CB-I have limited facilities/equipment for spraying, this will likely be a wipe on dye/aerosol nitro clear coat finish. I've done this before with quite good results (a lot of rubbing and polishing).
jack-I wonder if bleaching ash would be advantageous. It seems Tonar bleached the alder to take some of the natural tint out of the wood. Ash is already kind of white.
 
Never having done a blue finish, I'm curious..Would bleaching the ash make it more evenly receptive to the dye?
 
I've seen Tonar do several different dye jobs on alser and ash on this and the old forum; I think the dye takes better that way; is more vivid from what I've seen, I'll let him chime in....
 
His recent blue was stunning.  The key there was an aniline dye, not metallic dye... but that was alder -which takes dye pretty well.

 
I would not bleach ash.

I like dyes on ash.  I have done several different colors including a blue Tele and it turned out exactly like I had planned.  Check the Tele thread for the Blue Tele to see it.
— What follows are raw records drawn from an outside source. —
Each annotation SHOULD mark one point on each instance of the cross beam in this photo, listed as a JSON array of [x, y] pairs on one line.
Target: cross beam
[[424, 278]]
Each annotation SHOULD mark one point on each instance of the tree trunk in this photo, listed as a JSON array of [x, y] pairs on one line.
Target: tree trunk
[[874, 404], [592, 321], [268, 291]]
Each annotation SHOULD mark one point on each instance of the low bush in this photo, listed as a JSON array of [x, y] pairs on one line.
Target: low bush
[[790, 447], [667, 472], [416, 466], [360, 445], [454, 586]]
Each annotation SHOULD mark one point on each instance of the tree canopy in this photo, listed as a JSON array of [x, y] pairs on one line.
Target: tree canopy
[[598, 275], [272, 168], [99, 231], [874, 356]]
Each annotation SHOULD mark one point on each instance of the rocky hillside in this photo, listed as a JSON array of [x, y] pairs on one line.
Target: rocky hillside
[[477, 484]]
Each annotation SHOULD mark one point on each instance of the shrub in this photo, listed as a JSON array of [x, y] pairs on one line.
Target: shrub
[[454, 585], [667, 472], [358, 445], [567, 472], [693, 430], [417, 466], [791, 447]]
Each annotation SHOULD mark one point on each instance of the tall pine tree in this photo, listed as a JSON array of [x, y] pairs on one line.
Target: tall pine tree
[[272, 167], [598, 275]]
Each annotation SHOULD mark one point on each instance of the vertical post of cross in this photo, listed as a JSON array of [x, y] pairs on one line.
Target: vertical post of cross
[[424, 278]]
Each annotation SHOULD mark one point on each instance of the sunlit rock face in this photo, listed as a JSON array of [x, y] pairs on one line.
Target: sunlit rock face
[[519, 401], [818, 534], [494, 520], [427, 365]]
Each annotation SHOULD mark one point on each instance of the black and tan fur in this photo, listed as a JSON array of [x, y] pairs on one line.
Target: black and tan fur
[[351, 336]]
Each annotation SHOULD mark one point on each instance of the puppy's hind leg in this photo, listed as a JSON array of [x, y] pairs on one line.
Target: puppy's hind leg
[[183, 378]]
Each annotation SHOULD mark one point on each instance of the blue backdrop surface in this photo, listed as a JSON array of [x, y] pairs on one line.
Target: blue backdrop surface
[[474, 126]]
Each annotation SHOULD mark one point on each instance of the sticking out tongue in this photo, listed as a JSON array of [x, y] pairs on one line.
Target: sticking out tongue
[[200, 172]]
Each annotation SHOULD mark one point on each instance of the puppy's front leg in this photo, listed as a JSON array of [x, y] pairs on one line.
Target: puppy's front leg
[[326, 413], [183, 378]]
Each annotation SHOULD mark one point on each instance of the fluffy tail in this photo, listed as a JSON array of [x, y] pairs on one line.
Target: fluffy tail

There are other ways to color ash with out staining the wood though.  If I wanted a perfectly even blue finish on ash I would follow this finish schedule.

1. First seal the wood with a very thin wash coat of lacquer. 2 parts of thinner to one part nitro lacquer.
2. Mix blue Color in Oil colorant and a small amount of black in oil based paste wood filler.  That will fill the grain without staining the wood since you have sealed it but the grain is still very open.  It will also bring out the grain lines.
3. Lightly sand and repeat the above process in the same order.  Let it set a week for the filler to shrink and sand it back real light.  If you do not have any burn through put a couple coats of finish on it to make sure it is completely filled and level.
4. Now you are ready for your color coat.  Shade your lacquer with Metallic MEK, Aniline or Color in Oil dyes.  The Metallic MEK is probably the most colorfast.  I shoot shaded lacquer with my air pressure up real high and my fluid backed off so that it atomizes real fine.  Also I hold the gun about 12 inches from the surface so I don’t get lap marks.  If it takes a couple of coats that is ok.  I have also learned to go a little heavy on the edges since the color will float up into the clear coats that will follow and you will have more transparent edges.
5. Your ready to put you clears on.

If I were doing a blue I would use McFadden clear water white lacquer since the regular production lacquers might green up the blue as it starts to yellow from UV.